Edited by J. Simpson, University of Otago, New Zealand (Received 20 January 2021; accepted 25 January 2021; online 29 January 2021)

In the title compound, [Ni(C₂₀H₁₈Br₂N₂O₂)], the Ni^II ion is four-coordinated in a slightly distorted square-planar coordination geometry defined by two N atoms and two O atoms of the tetradentate dianionic 4,4′-dibromo-2,2′-[cyclohexane-1,2-diylbis(nitrilomethanylylidene)]diphenolato ligand. Pairs of complex molecules are assembled by intermolecular C—H⋯O hydrogen bonds with d(C⋯O) = 3.247 (4) Å.
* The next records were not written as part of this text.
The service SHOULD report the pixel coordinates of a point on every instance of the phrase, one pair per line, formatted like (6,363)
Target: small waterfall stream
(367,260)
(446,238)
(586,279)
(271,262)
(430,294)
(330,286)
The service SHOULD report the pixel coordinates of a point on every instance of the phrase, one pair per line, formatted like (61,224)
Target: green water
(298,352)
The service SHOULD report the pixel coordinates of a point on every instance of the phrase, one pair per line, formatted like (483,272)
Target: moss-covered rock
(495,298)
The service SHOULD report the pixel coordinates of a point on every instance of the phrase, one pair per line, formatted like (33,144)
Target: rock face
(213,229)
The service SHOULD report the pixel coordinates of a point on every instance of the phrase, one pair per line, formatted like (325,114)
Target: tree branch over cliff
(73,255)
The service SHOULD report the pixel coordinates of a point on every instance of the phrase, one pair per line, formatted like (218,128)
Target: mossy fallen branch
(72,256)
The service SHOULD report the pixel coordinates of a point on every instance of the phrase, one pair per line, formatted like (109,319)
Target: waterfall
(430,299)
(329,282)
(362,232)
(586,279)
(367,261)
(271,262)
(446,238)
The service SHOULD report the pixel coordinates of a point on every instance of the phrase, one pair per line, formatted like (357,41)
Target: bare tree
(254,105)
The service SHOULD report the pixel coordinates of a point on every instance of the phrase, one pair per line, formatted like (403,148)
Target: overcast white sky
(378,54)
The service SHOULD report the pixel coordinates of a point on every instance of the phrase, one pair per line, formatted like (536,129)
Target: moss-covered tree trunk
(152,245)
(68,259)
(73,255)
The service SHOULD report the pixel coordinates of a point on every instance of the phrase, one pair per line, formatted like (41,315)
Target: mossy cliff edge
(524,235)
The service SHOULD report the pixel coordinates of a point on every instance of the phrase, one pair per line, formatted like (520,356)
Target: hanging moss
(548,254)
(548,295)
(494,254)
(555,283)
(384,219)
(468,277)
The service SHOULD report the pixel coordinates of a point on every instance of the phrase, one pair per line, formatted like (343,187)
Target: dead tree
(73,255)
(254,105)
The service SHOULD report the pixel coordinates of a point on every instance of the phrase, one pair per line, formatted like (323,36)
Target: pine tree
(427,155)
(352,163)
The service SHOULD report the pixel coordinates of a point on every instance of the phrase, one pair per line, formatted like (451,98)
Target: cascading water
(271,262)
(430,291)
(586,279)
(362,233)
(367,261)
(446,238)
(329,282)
Keywords: crystal structure; nickel(II) complex; square-planar structure; Schiff base ligand.

CCDC reference: 2058387

Structure description

With reference to the title compound, [Ni(saldach)] (saldach = 4,4′-dibromo- 2,2′-[cyclohexane-1,2-diylbis(nitrilomethanylylidene)]diphenolato), the crystal structures of the tetradentate Schiff base (H₂-saldach) ligand (Yi & Hu, 2009 ; Ha, 2012 ), and related saldach–metal complexes [Cu(saldach)] (Tohidiyan et al., 2017 ) and [Zn(saldach)(pyridine)] (Szłyk et al., 2005 ) have been determined previously.

In the title complex, the central Ni^II cation is four-coordinated in a slightly distorted square-planar coordination geometry defined by the N1, N2, O1 and O2 atoms of the tetradentate dianionic saldach ligand (Fig. 1). The tight N—Ni—N and N—Ni—O chelating angles of <N1—Ni1—N2 = 86.13 (10)°, <N1—Ni1—O1 = 94.64 (10)° and <N2—Ni1—O2 = 95.02 (10)° form the square-plane. The Ni—N and Ni—O bonds are almost equal [1.844 (2)–1.858 (2) Å] and the nearly planar benzene rings of the saldach ligand are slightly twisted with a dihedral angle of 2.9 (2)° between them. The dihedral angles between the least-squares plane [maximum deviation = 0.066 (1) Å] of the Ni square-plane (Ni1/O1/O2/N1/N2) and the benzene rings are 7.2 (2) and 4.4 (2)°, respectively. In the crystal structure (Fig. 2), pairs of complex molecules are assembled by intermolecular C—H⋯O hydrogen bonds (Table 1). In addition, the complex displays several intermolecular π–π interactions between adjacent benzene rings. For Cg1 (the centroid of ring C8–C13) and Cg2ⁱ [the centroid of ring C15—C20; symmetry code: (i) −x + 1, −y + 1, −z + 1], the centroid–centroid distance is 4.081 (2) Å and the dihedral angle between the ring planes is 2.9 (1)°.

Table 1
Hydrogen-bond geometry (Å, °)

D—H⋯A	D—H	H⋯A	D⋯A	D—H⋯A
C2—H2⋯O2ⁱ	0.99	2.36	3.247 (4)	149
Symmetry code: (i) .

Figure 1
The molecular structure of the title compound showing the atom labelling and displacement ellipsoids drawn at the 50% probability level for non-H atoms.

Figure 2
The packing in the crystal structure of the title compound, viewed approximately along the a axis. Hydrogen-bonding interactions are drawn as dashed lines.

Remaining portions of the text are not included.